Tuesday, September 23, 2014

Detail #101: Case marking hierarchy

A system whereby which word in a noun phrase carries the case marking for the entire noun phrase is determined by a hierarchy. In this language, all adjectives are essentially nouns in apposition.

Which word goes where in the phrase is determined by various patterns.
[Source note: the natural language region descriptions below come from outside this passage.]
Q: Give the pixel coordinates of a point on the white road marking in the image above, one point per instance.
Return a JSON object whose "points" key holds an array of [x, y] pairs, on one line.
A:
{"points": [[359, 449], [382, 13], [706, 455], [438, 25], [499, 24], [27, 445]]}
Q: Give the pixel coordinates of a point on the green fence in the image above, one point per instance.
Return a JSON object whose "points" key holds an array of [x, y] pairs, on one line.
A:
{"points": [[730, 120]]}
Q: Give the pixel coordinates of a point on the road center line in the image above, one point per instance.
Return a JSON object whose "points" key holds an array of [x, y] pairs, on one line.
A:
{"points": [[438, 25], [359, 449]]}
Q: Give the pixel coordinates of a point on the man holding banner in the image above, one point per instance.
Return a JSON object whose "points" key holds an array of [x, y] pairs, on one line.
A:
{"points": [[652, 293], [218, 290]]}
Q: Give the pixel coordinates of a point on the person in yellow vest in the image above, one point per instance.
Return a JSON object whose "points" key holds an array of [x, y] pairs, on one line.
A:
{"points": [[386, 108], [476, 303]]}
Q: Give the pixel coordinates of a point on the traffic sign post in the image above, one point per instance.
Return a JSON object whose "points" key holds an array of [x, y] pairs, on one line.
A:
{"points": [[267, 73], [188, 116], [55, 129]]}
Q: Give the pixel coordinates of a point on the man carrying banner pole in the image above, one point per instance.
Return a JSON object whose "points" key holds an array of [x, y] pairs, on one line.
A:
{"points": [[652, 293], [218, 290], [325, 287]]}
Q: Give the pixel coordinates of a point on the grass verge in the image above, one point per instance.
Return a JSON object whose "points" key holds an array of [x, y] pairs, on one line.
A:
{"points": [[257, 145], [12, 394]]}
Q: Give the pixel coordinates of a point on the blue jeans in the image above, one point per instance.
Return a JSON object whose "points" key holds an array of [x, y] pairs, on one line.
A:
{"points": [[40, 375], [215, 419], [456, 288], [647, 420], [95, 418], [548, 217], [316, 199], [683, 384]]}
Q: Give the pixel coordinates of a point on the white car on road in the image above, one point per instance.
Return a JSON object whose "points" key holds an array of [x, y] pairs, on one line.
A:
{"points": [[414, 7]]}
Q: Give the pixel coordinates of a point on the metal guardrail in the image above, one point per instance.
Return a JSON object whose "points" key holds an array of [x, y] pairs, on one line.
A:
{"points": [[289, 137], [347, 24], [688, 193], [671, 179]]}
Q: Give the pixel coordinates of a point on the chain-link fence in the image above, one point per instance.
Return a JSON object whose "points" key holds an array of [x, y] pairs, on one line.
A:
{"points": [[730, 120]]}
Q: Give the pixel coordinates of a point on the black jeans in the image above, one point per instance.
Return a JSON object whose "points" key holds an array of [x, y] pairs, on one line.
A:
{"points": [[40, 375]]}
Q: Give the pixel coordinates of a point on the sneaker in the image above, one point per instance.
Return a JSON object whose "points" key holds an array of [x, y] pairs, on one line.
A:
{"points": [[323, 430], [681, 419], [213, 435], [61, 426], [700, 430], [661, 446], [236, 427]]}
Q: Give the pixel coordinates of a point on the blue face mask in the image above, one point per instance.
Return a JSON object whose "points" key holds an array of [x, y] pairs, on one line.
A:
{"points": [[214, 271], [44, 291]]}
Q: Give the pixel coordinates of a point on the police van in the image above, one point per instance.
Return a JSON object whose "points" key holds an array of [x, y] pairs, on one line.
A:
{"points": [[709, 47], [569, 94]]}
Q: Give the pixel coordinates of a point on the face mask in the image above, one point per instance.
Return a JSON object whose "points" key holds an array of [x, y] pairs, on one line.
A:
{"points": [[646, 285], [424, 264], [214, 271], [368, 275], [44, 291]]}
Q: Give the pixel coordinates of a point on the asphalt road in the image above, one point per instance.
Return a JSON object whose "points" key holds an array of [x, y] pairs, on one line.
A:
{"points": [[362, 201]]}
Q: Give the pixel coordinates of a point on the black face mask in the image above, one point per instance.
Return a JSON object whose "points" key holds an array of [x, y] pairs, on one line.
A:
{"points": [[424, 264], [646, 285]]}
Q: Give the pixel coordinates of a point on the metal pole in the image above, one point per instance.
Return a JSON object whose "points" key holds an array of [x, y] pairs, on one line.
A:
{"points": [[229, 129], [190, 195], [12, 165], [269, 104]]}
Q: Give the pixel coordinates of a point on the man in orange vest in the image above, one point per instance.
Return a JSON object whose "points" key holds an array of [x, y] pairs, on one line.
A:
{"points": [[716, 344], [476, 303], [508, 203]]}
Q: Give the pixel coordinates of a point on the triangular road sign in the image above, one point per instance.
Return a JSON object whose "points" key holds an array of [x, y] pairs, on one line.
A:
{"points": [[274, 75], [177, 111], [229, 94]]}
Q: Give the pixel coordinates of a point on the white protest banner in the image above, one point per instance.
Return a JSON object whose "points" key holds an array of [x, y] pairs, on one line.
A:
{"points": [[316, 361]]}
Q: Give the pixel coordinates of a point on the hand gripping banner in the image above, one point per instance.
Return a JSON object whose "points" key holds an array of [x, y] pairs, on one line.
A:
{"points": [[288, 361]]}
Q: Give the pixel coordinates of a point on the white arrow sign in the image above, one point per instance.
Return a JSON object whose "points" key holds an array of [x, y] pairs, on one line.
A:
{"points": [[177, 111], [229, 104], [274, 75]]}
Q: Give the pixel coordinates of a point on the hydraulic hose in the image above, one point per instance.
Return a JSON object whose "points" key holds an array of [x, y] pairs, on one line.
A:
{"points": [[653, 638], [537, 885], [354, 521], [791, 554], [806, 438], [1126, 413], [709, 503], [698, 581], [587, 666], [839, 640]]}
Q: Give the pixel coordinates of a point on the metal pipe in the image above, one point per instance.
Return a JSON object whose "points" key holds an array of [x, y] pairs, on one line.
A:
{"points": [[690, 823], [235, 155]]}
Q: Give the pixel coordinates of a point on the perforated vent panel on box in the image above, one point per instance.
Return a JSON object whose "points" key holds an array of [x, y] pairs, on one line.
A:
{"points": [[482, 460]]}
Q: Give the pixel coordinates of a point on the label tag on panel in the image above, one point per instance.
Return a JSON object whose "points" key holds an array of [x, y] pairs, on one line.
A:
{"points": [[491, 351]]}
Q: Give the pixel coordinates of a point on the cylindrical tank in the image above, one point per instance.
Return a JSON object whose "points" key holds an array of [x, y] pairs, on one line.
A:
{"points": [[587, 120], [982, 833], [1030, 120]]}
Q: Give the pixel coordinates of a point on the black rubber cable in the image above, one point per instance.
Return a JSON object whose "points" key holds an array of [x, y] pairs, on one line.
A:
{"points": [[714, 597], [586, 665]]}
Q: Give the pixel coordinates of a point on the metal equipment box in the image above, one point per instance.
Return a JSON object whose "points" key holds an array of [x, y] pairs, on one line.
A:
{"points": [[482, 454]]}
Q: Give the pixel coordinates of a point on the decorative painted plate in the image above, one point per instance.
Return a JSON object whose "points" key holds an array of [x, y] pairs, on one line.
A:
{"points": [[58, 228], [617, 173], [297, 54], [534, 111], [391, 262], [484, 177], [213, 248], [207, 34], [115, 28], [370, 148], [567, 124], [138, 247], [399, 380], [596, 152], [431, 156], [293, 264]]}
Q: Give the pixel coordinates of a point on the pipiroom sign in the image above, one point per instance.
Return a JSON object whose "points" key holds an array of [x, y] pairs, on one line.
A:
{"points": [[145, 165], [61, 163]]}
Examples include:
age immediately precedes title or occupation
terms of kinship are titles, but if another title appears in the same phrase, the kinship term goes after it.
adjectives denoting shape, material or colour (for inanimate objects) indirectly precede titles (i.e. if other things precede them, other things go closer to the title)
personal appearance (beard, hairiness, hair colour, skin colour,) indirectly precede descriptions of age, but go after descriptions of shape
non-title agentive nouns/adjectives go first 
and a bunch of similar rules

Now, let's further come up with a hierarchy were basically each noun and adjective has a rank, and the highest ranked  noun or adjective gets the case marking:

old captain Stanford.acc
beardy old.acc  captain 
beardy old chieftain.acc 
dancing/-er beautiful.acc young
dancing/-er.acc skilled young
The main challenge in making such a language would of course be keeping track of the rules for ordering the words and then structuring words into the hierarchy. I imagine the results could be pretty cool, though.

To really break this idea out of what might seem even remotely realistic, how about having each case have its own hierarchy?